The hearing officer is the trier of fact and is the sole judge of the relevance and materiality of the evidence and of the weight and credibility to be given to the evidence. Section 410.165(a). The trier of fact may believe all, part, or none of any witness’s testimony. Taylor v. Lewis, 553 S.W.2d 153 (Tex. Civ. App.-Amarillo 1977, writ ref’d n.r.e.); Texas Workers’ Compensation Commission Appeal No. 93426, decided July 5, 1993. This is equally true regarding medical evidence. Texas Employers Insurance Association v. Campos, 666 S.W.2d 286 (Tex. App.-Houston [14th Dist.] 1984, no writ). In a case such as the one before us where both parties presented evidence on the disputed issues, the hearing officer must look at all of the relevant evidence to make factual determinations and the Appeals Panel must consider all of the relevant evidence to determine whether the factual determinations of the hearing officer are so against the great weight and preponderance of the evidence as to be clearly wrong or unjust. Texas Workers’ Compensation Commission Appeal No. 941291, decided November 8, 1994. An appeals-level body is not a fact finder, and it does not normally pass upon the credibility of witnesses or substitute its own judgement for that of the trier of fact even if the evidence could support a different result. National Union Fire Insurance Company of Pittsburgh, Pennsylvania v. Soto, 819 S.W.2d 619, 620 (Tex.

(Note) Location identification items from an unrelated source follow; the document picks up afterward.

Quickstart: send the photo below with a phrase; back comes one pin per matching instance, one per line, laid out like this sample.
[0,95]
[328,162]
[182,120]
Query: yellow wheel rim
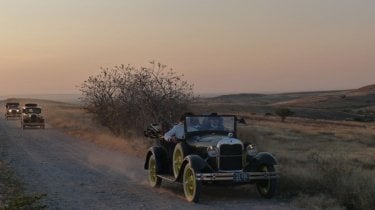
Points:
[189,183]
[177,162]
[152,171]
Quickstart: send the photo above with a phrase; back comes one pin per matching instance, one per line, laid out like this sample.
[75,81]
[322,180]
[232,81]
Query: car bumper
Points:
[33,124]
[13,115]
[237,176]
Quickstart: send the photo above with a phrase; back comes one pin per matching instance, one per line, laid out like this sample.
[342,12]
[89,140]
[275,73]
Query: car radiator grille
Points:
[230,157]
[33,118]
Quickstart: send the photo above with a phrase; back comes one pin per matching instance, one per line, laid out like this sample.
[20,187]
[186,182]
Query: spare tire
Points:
[180,152]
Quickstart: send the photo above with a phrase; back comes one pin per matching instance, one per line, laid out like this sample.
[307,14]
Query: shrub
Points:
[125,98]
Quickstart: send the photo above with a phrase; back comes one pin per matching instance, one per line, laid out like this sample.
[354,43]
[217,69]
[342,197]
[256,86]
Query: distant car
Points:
[28,105]
[12,110]
[32,117]
[209,153]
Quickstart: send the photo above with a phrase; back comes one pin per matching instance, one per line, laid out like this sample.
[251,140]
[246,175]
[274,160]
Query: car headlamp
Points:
[212,151]
[251,150]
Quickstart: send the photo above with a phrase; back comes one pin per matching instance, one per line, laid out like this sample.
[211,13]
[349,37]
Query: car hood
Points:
[212,140]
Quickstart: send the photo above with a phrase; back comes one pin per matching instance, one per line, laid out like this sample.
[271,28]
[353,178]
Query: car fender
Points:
[196,162]
[160,157]
[262,158]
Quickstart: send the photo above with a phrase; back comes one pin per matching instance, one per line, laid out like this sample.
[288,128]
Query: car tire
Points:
[179,153]
[192,186]
[153,179]
[267,188]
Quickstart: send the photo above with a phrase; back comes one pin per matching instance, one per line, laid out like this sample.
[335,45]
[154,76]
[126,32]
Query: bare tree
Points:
[125,98]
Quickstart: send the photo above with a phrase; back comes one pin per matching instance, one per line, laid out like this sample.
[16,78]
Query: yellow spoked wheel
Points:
[153,179]
[267,187]
[192,187]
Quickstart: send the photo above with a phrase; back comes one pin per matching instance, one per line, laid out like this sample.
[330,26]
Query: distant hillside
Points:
[352,99]
[357,104]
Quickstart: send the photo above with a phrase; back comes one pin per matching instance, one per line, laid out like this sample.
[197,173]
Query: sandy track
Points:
[76,174]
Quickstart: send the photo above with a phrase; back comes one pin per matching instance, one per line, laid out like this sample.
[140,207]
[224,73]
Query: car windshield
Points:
[13,105]
[210,123]
[33,111]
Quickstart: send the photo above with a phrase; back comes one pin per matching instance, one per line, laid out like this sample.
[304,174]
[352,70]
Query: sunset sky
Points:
[221,46]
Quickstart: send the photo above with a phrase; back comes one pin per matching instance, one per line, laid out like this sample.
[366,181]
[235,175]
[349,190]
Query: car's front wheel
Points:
[267,187]
[153,179]
[192,186]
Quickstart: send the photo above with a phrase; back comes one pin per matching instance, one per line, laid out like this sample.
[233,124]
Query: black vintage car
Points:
[209,153]
[32,117]
[12,110]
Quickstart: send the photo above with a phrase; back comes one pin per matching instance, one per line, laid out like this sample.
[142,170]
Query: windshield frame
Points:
[229,125]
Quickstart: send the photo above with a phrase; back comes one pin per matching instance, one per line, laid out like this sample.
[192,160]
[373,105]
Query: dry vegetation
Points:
[76,121]
[324,164]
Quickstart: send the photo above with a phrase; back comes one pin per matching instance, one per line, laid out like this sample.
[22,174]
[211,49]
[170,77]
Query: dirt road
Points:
[76,174]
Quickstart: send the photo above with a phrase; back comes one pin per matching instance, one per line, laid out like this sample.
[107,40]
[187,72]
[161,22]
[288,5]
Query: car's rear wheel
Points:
[192,187]
[267,187]
[179,153]
[153,179]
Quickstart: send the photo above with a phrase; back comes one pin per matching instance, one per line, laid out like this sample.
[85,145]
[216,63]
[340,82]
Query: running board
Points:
[167,177]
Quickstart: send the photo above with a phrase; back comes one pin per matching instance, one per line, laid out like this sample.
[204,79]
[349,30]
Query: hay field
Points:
[323,164]
[74,120]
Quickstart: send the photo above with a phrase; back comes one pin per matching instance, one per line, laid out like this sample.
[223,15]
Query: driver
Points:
[177,131]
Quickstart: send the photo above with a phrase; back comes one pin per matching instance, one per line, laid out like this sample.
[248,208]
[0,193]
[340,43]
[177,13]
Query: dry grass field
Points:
[75,121]
[324,164]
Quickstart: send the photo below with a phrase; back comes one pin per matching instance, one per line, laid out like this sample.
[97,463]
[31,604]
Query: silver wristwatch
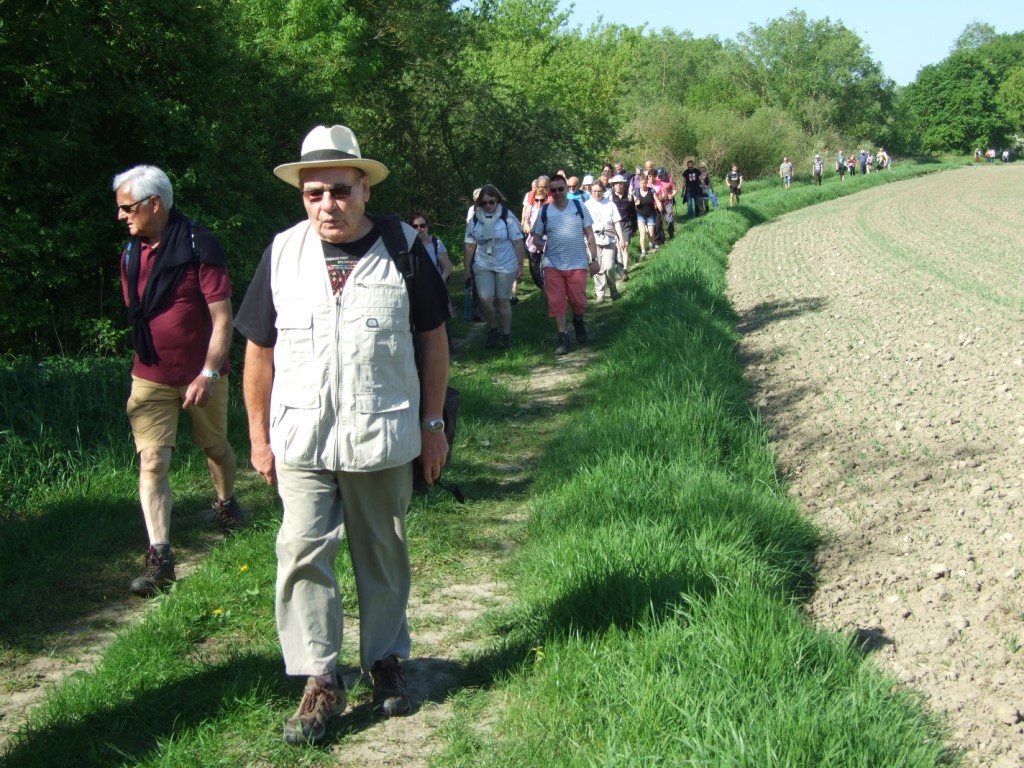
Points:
[434,426]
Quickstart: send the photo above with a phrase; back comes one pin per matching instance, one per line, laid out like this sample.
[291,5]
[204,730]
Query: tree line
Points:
[448,94]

App.-El Paso 1991, writ denied). Only were we to conclude, which we do not in this case, that the hearing officer’s determinations were so against the great weight and preponderance of the evidence as to be manifestly unjust would there be a sound basis to disturb those determinations. In re King’s Estate, 150 Tex. 662, 244 S.W.2d 660 (1951); Pool v. Ford Motor Company, 715 S.W.2d 629, 635 (Tex. 1986). Since we find the evidence sufficient to support the determinations of the hearing officer, we will not substitute our judgement for his. Texas Workers’ Compensation Commission Appeal No. 94044, decided February 17, 1994.

The decision and order of the hearing officer are affirmed.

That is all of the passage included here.